BEAUTY AND THE BEAST: Naina Balsavar Ahmad enjoys her meal at Maurya Sheraton's Bukhara restaurant.

IF IT is grace personified, it has to be Naina Balsavar Ahmad, the flawless beauty we saw on television in Lakme shampoo advertisements in the late `80s, the one we saw as Miss India in 1976. Naina truly befits her name: with those beautiful, magical, kohl rimmed eyes, unaffected smile and a friendly attitude towards one and all. She is at Maurya Sheraton's Bukhara Restaurant in New Delhi. The restaurant that specialises in cuisine of the nomadic tribes of North-West Frontier Provinces surprises you no end, from its ambience to menu. Its rock-finish walls, wooden pillars, copper cooking vessels hung near the wooden roof show the limited utensils used in these humble homes in the NWFP. The interesting part about the restaurant is its 25-year-old special menu that remains unchanged. All the food is cooked in clay ovens, the traditional tandoor. The menu appears written on a round-shaped, glossy slab of wood.

"Oh, that's marvellous," Naina seems to love the wooden menu. "I just love food. Get me anything that you people specialise in," she says. She remembers a fiasco that happened when she was newly married. She cooked for her politician husband Akbar Ahmad, with great care. "I prepared food for him but did not taste it.

When he had the first bite, I looked for a word of appreciation but it never came, till he finished. I was amazed. He asked me if I had tasted what I cooked, politely. Oh Gosh! It had no salt at all!"

She met Akbar at a common friend's party. She recalls, "He had been very polite and a little shy. We understood that we liked each other from the very first meeting. When a formal proposal came from his side, I had no reason to say no. It was so well understood," Naina's beautiful eyes droop like a newlywed coy bride. "I have four grown children now," she laughs to cover up the shyness looming large on her reddening cheeks. And religion in their case "was not a matter of concern. My family members were very liberal, and so were his."

The dim-lit cave-like ambience at the Bukhara by now plays an important part of the conversation, and the visitor gets to know that this restaurant boasts of playing host to innumerable crowned heads, Heads of State and VIPs from across the world. Even the U.S. First Lady, Hillary Clinton, ignoring security measures, insisted on dining at the Bukhara during her visit to Delhi a few years ago. Naina is presented with burrah kabab, tandoori pomfret, and Peshawari kabab - boneless cubes from the leg of lamb seasoned with chilli powder and royal cumin, marinated in a mixture of yoghurt, ginger-garlic paste and malt vinegar, skewered and chargrilled in the earthen oven. Naina relishes the Sikandari raan, which the chef explains is the whole leg of spring lamb, marinated in a mixture of malt vinegar, cinnamon and black cumin, braised in the marinade, skewered, and finished in the tandoor.
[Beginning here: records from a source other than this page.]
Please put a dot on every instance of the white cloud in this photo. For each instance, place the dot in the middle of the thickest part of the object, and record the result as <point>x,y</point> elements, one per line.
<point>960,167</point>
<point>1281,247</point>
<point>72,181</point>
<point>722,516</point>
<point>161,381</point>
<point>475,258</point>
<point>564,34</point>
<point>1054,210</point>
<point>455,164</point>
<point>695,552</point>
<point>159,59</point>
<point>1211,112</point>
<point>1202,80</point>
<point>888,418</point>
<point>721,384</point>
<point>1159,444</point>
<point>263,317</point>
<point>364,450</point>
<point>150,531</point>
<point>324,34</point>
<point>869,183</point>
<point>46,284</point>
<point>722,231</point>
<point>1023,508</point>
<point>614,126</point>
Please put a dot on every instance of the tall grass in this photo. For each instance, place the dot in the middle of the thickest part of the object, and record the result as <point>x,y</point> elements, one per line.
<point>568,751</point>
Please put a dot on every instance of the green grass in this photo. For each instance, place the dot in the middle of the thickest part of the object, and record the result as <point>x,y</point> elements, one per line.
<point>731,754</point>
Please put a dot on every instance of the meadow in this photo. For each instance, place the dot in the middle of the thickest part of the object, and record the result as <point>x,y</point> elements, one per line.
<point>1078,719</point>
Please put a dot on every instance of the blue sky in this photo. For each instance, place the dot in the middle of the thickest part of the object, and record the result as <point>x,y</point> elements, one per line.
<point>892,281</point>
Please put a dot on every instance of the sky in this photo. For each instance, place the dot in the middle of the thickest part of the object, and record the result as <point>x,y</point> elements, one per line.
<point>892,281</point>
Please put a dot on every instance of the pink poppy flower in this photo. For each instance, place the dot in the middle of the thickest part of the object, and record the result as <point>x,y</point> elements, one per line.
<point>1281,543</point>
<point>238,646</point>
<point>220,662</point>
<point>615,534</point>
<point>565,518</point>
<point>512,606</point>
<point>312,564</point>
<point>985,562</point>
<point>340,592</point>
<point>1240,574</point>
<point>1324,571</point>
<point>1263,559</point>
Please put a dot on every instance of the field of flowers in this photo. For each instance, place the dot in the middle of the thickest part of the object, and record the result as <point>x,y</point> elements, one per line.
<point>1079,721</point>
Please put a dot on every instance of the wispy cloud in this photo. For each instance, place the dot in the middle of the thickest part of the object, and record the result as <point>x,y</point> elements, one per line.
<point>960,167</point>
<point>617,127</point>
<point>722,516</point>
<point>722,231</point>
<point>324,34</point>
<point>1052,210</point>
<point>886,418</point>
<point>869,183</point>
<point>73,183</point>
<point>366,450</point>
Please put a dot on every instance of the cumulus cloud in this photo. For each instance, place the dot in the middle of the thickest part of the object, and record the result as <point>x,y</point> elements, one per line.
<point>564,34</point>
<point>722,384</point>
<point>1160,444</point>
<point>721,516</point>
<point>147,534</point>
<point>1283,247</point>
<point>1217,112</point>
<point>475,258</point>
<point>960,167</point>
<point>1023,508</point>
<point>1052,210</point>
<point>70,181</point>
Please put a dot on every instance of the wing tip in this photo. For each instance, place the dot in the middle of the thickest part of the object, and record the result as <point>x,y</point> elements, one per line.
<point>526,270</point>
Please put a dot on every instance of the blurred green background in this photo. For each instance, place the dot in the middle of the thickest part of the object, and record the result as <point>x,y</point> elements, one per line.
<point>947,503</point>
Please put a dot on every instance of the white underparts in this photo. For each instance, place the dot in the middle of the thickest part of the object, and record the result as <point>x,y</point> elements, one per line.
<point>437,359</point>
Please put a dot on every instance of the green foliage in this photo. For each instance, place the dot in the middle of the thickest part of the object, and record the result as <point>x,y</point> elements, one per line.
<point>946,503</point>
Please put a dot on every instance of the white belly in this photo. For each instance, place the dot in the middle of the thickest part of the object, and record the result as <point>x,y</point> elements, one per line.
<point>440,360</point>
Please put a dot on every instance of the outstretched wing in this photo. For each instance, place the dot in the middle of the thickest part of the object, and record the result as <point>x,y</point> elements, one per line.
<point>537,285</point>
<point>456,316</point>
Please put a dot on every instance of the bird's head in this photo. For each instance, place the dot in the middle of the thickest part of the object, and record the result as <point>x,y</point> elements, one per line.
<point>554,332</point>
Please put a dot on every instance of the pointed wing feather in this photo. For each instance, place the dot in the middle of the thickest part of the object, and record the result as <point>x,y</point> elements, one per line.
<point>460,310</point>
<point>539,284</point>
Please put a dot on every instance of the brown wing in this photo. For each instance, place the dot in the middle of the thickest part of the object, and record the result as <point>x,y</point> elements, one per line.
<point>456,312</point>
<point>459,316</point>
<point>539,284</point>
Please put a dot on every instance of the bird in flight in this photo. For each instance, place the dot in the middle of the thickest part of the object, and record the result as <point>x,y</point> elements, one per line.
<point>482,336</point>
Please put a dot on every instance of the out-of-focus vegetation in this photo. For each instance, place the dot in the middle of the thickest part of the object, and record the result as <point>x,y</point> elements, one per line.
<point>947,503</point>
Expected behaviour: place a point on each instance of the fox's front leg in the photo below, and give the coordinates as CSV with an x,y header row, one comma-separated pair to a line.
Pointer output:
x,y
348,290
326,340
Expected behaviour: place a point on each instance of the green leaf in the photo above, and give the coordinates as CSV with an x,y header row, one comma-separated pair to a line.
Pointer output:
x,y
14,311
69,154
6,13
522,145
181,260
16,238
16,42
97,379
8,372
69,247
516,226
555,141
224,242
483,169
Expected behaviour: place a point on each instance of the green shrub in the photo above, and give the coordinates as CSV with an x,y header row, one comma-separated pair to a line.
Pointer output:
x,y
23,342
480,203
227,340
She is also offered seekh kabab and dal Bukhara. Savouring tandoori naan khasta with malai kofta, tandoori jhinga and vegetarian platter with paneer tikkashe exclaims, "Mmmm, that's dreamy!"

She shares another dream, one that came true twice over: A wildlife resort she always wanted to possess. And now she possesses two, both around Naini Tal, where she contested against N.D. Tiwari long ago. These are Cedar Lodge at Ramgarh, located at 6500 feet overlooking the Himalaya peaks, and Corbett Riverside Resort, which is a kilometre from river Kosi and flanked by cliffs and forests.

Naina is a chef's delight, sporting as she is to try new tastes. She would not say `no' to food, and is ever ready to taste "something new". A glass of masala-lassi for good digestion is what she tries last. "Look, how much weight I have gained. It's only because of my being a great foodie," she says, recalling that during her preparation for Miss India, she had to be very careful about her diet and routine. "Fresh juices, light food are what we had to eat those days." And entered the contest "just like that". Those were the days before colour TV. "My folks at home gathered to see me on black and white television," she chuckles. She is now a jewellery designer, using Moghul patterns. These days one might also see her at some cosmetics shop, on a buying spree for her new venture, a beauty parlour.

"I just can't sit at home doing nothing. There is a lot to do in this world and we have only one life," she exclaims.